Asado in Cordoba - Argentina
I drove with a bunch of my best friends from Buenos Aires to Cordoba’s Mountain range to spend a few days at my friend Matias Colombo’s property. It took us about eight hours to get there but I knew we were in for a treat. This story is about the lovely asado that awaited us upon our arrival.
An asado is an essential part of Argentina’s culture; it is not only about eating but it entails everything around it; the preparations, the conversations, the camaraderie, the aperitif, the fire and of course the wine and the languid hours that you can spend eating one.
Brilliantly our host Matias had one of his paisanos already waiting for us with the fire going; about forty five minutes before arriving he picked up the phone and gave him the green light to put the meat down on the grill.
Our last stretch driving up a dirt road within these magnificent mountains led us to his property, a sort of village in itself with many different houses and a large green space the size of a city plaza in the middle; the kind of clean cut grass we would eventually lie down for a nap after the asado.
As we got there Don Antonio Cuello our asador sure enough had the meat on the grill and a massive wooden table set up under a huge tree.

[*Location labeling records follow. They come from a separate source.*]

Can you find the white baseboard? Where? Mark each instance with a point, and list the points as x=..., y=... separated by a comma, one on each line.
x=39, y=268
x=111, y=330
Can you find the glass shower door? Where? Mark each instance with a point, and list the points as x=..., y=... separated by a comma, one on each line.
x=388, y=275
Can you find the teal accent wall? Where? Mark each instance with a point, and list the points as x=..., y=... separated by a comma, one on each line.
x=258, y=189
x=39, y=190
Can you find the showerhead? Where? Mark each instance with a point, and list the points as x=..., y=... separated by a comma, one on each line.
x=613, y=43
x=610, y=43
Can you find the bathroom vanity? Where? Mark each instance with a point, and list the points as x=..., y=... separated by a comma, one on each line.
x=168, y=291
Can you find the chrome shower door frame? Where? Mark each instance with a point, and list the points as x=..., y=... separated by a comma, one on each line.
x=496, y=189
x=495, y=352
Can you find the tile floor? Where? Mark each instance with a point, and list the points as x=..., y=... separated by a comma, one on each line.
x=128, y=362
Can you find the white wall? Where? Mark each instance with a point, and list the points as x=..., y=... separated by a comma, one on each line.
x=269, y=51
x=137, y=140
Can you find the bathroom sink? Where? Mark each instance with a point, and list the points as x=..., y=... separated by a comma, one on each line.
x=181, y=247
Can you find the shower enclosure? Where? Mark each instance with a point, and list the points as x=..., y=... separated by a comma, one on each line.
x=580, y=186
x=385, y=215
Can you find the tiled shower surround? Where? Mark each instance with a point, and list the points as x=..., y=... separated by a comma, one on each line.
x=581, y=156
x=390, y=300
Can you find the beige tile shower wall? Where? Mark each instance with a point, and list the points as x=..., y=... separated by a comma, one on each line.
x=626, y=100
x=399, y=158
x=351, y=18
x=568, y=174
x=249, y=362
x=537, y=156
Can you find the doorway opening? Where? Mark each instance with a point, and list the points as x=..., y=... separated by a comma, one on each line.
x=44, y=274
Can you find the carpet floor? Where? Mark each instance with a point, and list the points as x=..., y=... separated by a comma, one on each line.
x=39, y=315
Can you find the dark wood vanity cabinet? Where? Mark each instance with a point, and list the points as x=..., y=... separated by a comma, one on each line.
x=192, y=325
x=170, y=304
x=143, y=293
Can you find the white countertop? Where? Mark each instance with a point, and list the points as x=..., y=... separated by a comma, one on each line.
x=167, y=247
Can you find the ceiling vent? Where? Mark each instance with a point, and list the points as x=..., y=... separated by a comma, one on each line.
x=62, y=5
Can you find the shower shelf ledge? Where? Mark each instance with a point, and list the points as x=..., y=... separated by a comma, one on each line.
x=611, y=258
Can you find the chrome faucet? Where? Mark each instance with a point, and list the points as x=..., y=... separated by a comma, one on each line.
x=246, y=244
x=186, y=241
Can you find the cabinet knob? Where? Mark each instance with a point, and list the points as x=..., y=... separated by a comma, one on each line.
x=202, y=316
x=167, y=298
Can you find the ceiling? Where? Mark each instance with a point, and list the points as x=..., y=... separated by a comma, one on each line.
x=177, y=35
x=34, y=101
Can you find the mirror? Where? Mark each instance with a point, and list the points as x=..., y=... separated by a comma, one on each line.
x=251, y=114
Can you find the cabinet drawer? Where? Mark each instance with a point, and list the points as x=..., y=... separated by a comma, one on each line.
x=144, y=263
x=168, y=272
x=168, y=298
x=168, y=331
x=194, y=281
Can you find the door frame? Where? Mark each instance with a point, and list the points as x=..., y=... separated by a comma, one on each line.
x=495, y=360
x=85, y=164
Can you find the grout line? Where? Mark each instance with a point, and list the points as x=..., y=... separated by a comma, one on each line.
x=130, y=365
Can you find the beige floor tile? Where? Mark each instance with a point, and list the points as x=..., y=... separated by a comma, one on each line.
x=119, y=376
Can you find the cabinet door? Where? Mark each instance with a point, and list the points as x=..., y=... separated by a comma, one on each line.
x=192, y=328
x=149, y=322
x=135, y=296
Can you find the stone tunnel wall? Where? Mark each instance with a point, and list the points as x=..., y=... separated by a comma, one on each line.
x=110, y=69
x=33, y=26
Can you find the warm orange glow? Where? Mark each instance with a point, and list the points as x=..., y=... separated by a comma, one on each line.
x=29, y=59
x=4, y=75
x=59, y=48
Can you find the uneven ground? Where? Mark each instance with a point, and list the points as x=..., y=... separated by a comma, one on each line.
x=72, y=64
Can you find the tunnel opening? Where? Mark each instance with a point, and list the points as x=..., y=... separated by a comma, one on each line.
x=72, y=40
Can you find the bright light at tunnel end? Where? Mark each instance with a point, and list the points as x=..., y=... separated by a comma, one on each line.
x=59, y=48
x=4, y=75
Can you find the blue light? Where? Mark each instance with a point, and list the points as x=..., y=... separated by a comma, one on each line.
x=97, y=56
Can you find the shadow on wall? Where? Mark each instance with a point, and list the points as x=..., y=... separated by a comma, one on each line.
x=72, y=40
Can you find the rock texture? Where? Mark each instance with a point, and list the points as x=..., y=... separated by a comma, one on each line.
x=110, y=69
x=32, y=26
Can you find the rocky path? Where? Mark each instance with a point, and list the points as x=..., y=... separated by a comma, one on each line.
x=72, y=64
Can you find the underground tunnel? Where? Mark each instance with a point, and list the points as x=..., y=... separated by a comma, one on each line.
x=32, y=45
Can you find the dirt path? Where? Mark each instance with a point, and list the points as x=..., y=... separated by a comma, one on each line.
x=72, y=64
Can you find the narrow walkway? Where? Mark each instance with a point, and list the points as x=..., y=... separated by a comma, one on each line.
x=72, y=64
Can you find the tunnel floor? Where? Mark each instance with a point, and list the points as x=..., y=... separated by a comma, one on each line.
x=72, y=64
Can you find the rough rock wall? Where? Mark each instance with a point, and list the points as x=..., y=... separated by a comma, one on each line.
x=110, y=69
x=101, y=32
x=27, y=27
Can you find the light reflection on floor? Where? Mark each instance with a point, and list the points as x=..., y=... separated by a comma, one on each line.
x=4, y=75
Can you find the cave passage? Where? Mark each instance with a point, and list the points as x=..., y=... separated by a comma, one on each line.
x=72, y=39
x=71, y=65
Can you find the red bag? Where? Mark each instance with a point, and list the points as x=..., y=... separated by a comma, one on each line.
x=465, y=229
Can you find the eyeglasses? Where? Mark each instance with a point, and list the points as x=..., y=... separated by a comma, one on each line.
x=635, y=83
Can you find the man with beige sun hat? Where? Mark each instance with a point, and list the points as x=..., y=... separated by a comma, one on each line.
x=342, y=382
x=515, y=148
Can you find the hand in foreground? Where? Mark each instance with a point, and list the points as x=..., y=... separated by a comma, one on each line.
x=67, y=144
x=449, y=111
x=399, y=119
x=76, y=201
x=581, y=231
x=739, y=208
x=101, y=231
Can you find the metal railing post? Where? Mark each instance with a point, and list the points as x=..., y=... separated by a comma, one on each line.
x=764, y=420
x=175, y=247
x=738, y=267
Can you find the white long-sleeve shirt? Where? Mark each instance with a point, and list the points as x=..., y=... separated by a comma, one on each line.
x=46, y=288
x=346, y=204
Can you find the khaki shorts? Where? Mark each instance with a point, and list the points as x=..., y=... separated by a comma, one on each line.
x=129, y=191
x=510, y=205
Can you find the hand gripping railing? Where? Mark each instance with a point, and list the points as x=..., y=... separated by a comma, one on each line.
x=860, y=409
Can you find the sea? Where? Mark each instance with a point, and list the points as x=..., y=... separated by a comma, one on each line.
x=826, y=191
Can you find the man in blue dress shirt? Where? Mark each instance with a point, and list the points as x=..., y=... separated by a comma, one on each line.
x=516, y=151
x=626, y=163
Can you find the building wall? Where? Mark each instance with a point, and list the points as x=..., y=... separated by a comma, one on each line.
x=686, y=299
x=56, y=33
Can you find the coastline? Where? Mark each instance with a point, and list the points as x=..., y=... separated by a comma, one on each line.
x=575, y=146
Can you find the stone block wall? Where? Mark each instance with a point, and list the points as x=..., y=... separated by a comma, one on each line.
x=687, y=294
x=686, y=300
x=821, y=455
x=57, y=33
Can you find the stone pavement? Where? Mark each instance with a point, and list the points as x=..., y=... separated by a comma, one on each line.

Traditionally you can’t start an asado without a vermouth or an aperitif first, in this case we had a first round of a Cordoba classic: Un Fernando o Fernet y coca. Not even Italians know why Argentineans consume so much Fernet Branca but we do: Ice, Fernet Branca and Coca cola.
As we admired the beautiful cuts of meat on the grill we sat down and started enjoying our asado as it should. First the chorizos, Argentinean pork sausages; salchicha parrillera, similar to chorizos but just one long link of it slightly thinner and morcillas, blood sausage.
Then came the mollejas; nicely toasted sweetbreads served with lemon and then came the meats of course; vacio, a think chunk of meat served rare to medium rare and tira de asado; short ribs cut lengthwise about two inches thick ususally cooked all the way through but still juicy and fatty as well. Crispy grilled chicken dosed with lemon and our typical Argentinean staple sauce: chimichurri; olive oil, vinegar, parsley, garlic aji molido and pimenton.
Our asador didn’t work by itself, his sidekick was Tristan a fantastic cook that delighted us with typical no-fuss accompaniments for an asado; Ensalada Rusa, potato salad with green peas, carrots and mayonnaise; ensalada mixta, green salad with tomatoes and onions and of course Malbec; plenty of Malbec.
For dessert, the classic fresco y batata, slices of a creamy cow milk's cheese similar to Reblochon and dulce de batata which is a sweet potato paste, similar in consistency to quince or guava paste, but much sweeter and light brown in color.
After lots of food, bottles of Malbec and plenty of laughs, I ducked away from the table without anyone noticing and collapsed in the glorious grassy green for my afternoon nap, thinking of the fun and good food awaiting us for the next few days, listening to the birds, the wind and the perpetual sound of the river nearby.